Power

On Sesame Street, Justice Sotomayor Counsels Girls Everywhere on Their Career Options

A recent Sesame Street appearance by Justice Sonia Sotomayor takes on culture warriors with a grin.

photo courtesy of Wikimedia Commons

The 2010 confirmation hearings of now-Supreme Court Justice Sonia Sotomayor were, in many ways, a coming attraction of the angry white man syndrome that permeates Tea Party politics and has dominated the 2012 election post-mortem. During those hearings Republicans attacked Sotomayor as a “hothead,” mocked her as a “wise Latina,” and ridiculed her as a racist for her understanding of why and how race and gender can effect legal reasoning. She was, in short, too female and too ethnic to appease the radical right in the judiciary committee and the Senate and they let her, and the American public, know it.

Yet to really understand how significant Sotomayor’s role on the Supreme Court is, and just what her story means, consider this brief, and heartwarming, appearance on Sesame Street. Here, Justice Sotomayor joins young Abby to talk about the word “career.” Abby, representative of many young girls everywhere declared she wanted to grow up to be a princess. For this, Justice Sotomayor offers the perfect answer.

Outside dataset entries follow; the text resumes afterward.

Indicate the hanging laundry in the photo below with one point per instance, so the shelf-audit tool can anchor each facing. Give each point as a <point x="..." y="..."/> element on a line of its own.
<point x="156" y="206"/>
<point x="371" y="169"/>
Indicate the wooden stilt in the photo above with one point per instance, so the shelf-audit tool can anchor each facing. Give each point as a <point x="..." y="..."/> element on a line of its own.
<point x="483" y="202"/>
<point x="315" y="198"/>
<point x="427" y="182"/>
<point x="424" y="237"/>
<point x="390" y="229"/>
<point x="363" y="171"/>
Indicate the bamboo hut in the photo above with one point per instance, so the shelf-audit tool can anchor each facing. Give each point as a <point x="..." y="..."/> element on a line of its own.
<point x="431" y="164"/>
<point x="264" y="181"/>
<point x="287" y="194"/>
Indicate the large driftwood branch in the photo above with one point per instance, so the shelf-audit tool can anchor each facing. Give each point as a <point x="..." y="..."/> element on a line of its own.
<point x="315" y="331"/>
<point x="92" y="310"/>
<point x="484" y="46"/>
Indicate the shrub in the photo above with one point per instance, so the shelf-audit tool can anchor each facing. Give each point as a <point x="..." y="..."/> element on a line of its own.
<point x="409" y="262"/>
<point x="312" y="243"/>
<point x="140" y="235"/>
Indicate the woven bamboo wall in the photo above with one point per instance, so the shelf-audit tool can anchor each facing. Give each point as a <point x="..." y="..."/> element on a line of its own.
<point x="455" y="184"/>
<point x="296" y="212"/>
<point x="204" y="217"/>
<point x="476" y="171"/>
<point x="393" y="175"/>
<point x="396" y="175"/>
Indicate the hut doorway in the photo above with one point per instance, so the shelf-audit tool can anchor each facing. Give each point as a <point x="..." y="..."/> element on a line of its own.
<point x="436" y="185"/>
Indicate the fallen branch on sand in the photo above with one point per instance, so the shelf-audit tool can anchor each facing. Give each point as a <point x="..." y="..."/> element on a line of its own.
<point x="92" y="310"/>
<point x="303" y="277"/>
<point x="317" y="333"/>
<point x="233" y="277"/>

“Pretending to be a princess is fun, but it is definitely not a career” says Sotomayor. “Remember, a career is a job that you train and prepare for and that you plan to do for a long time.”

When Abby asks “what a girl like me” can do for a career instead of being a princess Sotomayor suggests going to school to be a “teacher, a lawyer, a doctor, an engineer, and even a scientist.”

In just about two-and-a-half minutes Sotomayor manages to hit every culture war fear the right projected onto her during her confirmation hearings and, with grace and an infectious grin, turned that racism and misogyny into a moment for powerful change. Here this “wise Latina,” a Puerto Rican from the Bronx, directs young girls to go to school to become scientists and doctors and lawyers rather than aspiring to be princesses. She uses her own biography as an example and Abby eats it up. And she does so on Sesame Street, the one place where Tea Party conservatives believe the slide into the liberal abyss begins.

This is why elections matter. President Obama will likely appoint at least one, but maybe as many as four, Supreme Court justices. Would Justice Samuel Alito have shown up on Sesame Street to tell young girls everywhere to go to school to become doctors and lawyers? We can hope, but a read of his opinions suggests that’s not likely. And if Republicans had their way such an appearance wouldn’t even be possible as federal funding for educational programming like Sesame Street would evaporate and public broadcasting as we know it end.

As we focus on the “changing demographics” that propelled an overwhelming majority of voters who were not white-men of middling education to vote for Democrats, and as we prepare for future judicial confirmation hearings where angry-white men are most often their worst-behaived, we can expect the racial and gender histrionics from the right to reach even greater heights. After all, thanks to those “changing demographics,” a wise Latina can appear on a tv show that reaches millions of low-income and minority households to tell young girls everywhere that being a princess is not a likely career, but that girls have many options, and can use her own story as the inspiring proof.